Despite the gorgeous work by Mr. Cronenberg, who keeps the frames in neatly order, even during the film’s not exactly graphic but still shocking S&M sequences, A Dangerous Method lacks any sense of narrative momentum or even intrigue. The limitations derrive from Mr. Hampton’s script, which is highly accurate (using much of the actual lines from the journals and letters of the three leads), but only pulsates instead of really throwing us in deep. The conversations between Jung and Freud will entice people interested in psychoanalysis, but are simply too stately to give a real sense of their shifting rivalry and ignore the real desires behind them. Additionally, Mr. Fassbender and Mr. Mortenson are a little too restrained in their conversations that put on that dry feeling that you follow their words but not their motivations, and the romance between Mr. Fassbender and Ms. Knightly comes through in the actions of the script, but rarely in the passion they show for each other. So when Vincent Cassell shows up as a ferocious and impulsive psychoanalyst his angry and ferocious performance, which might spell the themes of the film a little too easily, is a big wake up call for the film.
The problem, which may be blasphemous by some, slightly lays in the characterization of Jung, as well as Mr.
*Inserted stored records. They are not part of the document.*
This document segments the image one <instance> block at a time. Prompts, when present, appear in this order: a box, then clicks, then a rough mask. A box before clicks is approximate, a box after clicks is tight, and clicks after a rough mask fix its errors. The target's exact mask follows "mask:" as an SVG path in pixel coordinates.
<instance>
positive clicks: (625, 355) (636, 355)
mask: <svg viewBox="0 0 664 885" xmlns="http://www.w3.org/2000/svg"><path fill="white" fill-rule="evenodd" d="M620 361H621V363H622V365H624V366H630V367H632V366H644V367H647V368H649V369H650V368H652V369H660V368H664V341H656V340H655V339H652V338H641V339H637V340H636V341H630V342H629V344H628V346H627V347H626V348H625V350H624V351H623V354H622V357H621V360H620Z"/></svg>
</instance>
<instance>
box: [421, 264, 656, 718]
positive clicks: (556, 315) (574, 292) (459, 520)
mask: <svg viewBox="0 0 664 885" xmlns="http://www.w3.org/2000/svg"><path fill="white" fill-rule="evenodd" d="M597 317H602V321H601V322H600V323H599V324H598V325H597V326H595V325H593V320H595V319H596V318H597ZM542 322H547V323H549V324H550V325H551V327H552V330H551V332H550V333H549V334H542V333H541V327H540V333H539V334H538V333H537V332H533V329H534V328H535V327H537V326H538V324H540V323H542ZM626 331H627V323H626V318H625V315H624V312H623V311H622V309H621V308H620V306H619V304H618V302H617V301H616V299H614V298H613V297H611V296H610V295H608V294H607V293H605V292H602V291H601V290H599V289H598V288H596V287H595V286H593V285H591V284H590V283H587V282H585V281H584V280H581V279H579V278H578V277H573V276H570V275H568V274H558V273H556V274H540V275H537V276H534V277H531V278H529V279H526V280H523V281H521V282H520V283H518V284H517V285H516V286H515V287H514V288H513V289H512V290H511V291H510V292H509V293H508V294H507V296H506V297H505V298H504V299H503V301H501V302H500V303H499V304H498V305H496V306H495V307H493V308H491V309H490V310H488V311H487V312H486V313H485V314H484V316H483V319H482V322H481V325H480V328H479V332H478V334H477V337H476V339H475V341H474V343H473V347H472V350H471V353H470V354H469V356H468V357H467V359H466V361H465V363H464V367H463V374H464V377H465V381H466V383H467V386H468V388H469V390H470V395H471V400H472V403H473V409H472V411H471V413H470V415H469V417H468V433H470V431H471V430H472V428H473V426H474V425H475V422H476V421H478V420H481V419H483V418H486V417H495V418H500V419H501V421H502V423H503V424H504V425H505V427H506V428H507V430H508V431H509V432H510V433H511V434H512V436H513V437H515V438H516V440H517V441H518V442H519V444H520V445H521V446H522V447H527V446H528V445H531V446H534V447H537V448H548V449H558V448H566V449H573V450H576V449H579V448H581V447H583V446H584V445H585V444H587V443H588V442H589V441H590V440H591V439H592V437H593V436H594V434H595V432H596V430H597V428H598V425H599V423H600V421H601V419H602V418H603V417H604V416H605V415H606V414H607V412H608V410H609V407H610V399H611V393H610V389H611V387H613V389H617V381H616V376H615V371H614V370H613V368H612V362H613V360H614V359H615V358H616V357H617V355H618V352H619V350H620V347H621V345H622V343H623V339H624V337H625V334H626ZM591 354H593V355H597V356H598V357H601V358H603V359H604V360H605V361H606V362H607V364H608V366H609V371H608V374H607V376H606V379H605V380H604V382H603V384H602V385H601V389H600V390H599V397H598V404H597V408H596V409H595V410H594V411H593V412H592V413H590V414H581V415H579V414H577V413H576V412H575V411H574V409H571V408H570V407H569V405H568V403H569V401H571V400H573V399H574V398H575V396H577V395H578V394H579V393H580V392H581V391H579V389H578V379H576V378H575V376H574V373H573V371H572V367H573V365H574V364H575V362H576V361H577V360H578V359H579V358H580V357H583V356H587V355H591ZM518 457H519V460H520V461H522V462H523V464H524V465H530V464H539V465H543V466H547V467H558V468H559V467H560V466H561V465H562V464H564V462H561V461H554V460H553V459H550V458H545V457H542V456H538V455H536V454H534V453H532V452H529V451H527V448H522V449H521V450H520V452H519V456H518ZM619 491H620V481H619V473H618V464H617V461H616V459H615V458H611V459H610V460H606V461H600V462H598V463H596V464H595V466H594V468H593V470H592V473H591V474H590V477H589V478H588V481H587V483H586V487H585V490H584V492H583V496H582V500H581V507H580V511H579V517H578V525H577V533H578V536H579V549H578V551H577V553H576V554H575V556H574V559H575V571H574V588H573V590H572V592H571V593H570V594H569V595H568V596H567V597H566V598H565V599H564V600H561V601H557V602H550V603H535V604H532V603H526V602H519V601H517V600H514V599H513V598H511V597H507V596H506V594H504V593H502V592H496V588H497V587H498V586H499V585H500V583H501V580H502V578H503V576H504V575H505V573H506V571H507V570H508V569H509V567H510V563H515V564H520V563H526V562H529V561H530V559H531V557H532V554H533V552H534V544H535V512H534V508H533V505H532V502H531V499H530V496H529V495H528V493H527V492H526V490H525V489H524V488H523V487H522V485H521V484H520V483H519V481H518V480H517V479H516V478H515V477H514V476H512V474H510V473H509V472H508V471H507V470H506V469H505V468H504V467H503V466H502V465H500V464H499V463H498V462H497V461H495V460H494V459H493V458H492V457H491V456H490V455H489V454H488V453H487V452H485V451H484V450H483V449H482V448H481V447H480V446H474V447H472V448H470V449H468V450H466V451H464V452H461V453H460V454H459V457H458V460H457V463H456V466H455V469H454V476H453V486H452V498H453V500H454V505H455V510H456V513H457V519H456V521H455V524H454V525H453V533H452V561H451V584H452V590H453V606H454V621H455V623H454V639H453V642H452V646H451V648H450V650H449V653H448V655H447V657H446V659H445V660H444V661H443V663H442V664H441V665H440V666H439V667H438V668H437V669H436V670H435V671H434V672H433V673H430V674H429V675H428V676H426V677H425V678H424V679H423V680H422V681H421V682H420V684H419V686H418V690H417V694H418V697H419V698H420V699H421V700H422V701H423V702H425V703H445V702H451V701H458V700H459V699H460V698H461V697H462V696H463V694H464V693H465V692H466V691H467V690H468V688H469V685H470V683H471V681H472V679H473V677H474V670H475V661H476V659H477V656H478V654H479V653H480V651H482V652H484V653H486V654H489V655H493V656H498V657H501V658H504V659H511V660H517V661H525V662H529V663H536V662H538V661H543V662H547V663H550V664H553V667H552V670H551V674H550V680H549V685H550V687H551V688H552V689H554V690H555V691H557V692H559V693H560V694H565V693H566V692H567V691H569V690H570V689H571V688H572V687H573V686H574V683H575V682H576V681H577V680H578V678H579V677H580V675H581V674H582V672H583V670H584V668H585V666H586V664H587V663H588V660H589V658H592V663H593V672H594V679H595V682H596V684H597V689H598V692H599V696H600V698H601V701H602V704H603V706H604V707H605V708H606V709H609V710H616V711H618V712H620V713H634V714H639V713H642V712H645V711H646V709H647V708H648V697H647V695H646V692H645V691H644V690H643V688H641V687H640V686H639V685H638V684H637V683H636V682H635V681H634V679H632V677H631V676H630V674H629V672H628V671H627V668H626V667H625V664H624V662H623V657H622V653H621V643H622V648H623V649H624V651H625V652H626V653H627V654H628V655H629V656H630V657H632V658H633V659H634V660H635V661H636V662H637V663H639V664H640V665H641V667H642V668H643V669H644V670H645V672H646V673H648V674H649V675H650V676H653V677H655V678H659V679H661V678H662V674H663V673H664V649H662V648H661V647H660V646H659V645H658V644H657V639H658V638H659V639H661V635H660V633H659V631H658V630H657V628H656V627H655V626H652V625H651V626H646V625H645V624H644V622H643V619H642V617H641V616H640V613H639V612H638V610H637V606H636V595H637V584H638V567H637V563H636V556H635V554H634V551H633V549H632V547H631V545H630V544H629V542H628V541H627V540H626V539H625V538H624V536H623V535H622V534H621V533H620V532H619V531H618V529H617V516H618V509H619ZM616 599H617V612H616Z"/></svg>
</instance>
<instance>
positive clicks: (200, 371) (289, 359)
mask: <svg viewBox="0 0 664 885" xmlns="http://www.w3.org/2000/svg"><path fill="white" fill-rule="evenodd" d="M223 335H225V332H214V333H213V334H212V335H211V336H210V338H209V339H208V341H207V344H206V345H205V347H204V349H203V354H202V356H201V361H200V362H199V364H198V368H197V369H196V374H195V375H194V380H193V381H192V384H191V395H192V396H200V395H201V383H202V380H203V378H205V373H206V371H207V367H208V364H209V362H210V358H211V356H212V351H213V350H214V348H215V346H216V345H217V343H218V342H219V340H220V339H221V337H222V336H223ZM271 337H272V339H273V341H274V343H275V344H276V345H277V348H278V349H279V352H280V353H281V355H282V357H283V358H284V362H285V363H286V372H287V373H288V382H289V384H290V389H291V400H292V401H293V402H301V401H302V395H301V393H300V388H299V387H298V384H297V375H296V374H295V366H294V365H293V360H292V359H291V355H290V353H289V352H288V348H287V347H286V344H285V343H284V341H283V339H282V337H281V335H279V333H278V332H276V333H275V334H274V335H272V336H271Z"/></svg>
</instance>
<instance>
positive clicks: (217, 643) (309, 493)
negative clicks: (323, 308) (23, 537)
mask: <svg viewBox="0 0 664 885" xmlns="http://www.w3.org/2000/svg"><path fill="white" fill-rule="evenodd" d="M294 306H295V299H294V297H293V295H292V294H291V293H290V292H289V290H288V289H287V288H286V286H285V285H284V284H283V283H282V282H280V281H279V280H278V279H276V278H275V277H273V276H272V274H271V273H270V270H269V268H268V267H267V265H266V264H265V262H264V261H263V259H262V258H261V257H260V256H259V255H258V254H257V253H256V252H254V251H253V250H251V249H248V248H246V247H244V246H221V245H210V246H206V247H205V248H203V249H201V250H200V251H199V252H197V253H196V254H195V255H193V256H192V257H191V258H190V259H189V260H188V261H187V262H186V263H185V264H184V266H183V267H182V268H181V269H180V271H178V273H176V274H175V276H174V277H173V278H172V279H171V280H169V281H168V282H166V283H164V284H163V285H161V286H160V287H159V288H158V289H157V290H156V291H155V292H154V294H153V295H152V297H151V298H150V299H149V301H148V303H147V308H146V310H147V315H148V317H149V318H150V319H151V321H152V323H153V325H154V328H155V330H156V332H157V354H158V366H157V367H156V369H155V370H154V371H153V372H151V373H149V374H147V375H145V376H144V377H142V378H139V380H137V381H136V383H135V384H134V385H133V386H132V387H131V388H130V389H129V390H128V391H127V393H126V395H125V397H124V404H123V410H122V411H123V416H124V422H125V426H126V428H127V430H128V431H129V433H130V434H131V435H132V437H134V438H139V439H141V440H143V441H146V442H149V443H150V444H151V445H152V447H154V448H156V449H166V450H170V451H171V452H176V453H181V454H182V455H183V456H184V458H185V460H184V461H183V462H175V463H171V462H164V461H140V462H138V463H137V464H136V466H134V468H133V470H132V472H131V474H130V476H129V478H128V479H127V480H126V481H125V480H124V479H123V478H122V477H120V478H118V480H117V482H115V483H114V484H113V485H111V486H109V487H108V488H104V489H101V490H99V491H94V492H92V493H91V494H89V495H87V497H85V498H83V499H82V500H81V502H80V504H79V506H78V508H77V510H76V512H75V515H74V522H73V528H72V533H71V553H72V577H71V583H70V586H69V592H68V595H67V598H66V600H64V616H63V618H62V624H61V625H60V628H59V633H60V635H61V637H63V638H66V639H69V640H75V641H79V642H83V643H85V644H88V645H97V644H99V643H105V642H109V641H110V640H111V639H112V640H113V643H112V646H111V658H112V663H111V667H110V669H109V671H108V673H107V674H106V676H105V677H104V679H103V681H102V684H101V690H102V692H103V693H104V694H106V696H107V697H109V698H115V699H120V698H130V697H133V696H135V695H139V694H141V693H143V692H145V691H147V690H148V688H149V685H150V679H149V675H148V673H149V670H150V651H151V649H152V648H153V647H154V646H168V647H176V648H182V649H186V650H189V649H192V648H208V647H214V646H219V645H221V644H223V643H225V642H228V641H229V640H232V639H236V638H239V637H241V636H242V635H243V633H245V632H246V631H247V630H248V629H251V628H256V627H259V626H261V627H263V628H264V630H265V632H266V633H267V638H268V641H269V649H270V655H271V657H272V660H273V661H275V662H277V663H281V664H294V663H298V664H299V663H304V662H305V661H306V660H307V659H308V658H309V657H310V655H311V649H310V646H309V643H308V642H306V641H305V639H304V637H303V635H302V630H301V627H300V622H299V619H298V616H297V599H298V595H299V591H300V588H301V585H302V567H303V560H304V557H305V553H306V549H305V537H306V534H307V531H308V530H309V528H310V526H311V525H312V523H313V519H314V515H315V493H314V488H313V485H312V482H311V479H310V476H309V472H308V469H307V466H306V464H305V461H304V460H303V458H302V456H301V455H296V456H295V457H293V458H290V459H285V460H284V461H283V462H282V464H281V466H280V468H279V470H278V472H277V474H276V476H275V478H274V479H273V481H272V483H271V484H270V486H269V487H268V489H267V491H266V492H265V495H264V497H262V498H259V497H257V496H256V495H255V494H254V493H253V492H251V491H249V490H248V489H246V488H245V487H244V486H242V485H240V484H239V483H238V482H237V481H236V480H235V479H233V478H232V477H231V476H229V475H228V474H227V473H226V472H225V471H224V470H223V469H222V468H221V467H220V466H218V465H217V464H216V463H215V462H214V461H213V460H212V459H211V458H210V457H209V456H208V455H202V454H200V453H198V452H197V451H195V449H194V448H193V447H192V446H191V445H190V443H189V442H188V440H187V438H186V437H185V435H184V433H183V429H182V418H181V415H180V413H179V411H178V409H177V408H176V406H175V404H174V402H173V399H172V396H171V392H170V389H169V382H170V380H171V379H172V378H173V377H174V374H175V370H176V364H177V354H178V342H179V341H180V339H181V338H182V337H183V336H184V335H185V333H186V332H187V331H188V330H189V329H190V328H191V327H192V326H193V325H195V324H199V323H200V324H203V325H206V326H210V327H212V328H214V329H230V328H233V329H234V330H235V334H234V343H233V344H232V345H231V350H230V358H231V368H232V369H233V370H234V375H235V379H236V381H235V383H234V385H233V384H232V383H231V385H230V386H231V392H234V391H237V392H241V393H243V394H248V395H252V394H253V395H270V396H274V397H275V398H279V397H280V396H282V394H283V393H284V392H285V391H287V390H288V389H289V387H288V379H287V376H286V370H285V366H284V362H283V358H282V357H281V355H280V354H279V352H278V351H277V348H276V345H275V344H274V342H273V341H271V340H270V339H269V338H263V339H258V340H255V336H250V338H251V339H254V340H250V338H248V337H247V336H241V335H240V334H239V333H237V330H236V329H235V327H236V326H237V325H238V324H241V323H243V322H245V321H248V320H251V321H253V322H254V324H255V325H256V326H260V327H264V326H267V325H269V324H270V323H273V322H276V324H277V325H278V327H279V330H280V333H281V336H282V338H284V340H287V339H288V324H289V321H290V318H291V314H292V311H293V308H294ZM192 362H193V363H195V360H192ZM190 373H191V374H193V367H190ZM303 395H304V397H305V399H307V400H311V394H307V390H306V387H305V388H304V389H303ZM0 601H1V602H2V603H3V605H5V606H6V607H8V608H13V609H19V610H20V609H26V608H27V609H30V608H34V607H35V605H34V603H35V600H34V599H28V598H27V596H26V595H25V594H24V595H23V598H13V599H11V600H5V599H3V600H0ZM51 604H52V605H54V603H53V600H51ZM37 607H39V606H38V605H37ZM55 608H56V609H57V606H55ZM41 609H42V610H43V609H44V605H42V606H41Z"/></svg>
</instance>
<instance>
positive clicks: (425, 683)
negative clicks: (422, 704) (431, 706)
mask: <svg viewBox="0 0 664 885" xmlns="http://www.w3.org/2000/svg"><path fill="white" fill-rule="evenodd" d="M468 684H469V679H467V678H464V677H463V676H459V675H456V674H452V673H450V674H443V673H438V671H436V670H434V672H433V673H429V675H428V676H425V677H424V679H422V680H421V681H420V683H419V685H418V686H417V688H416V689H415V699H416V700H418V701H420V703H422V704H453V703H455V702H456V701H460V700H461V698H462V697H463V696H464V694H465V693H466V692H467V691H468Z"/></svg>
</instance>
Fassbender’s cold and calculated performance. Jung is seen as a man who is both aware of his impulses but knows how to control them, and even when he does give in, still seems cold. There’s no thrill of neither the work nor the romance in Mr. Fassbender, who has been such a thrill of an actor to watch in Hunger, Fish Tank, and even X-Men: First Class. Under the direction of Mr. Cronenberg, Mr. Fassbender lets control win over something more organic where his stately presence gives A Dangerous Method sucks the intrigue out of the film.
Of course, restraint is the point, and Mr. Cronenberg’s worlds have often dealt with the chaos of new technologies destroying the control of the body. In a way, A Dangerous Method is most closely related to Mr. Cronenberg’s Videodrome with the idea of discussing repression replacing the consumption of media, as both take over and urge the body in unexpected ways. In A Dangerous Method, however, restraint wins in the end, and while the film is a fascinating examination of the early history of psychoanalysis, it’s a limited one that keeps its audience restrained as well, afraid of the impulses it might unleash if our true repression is revealed.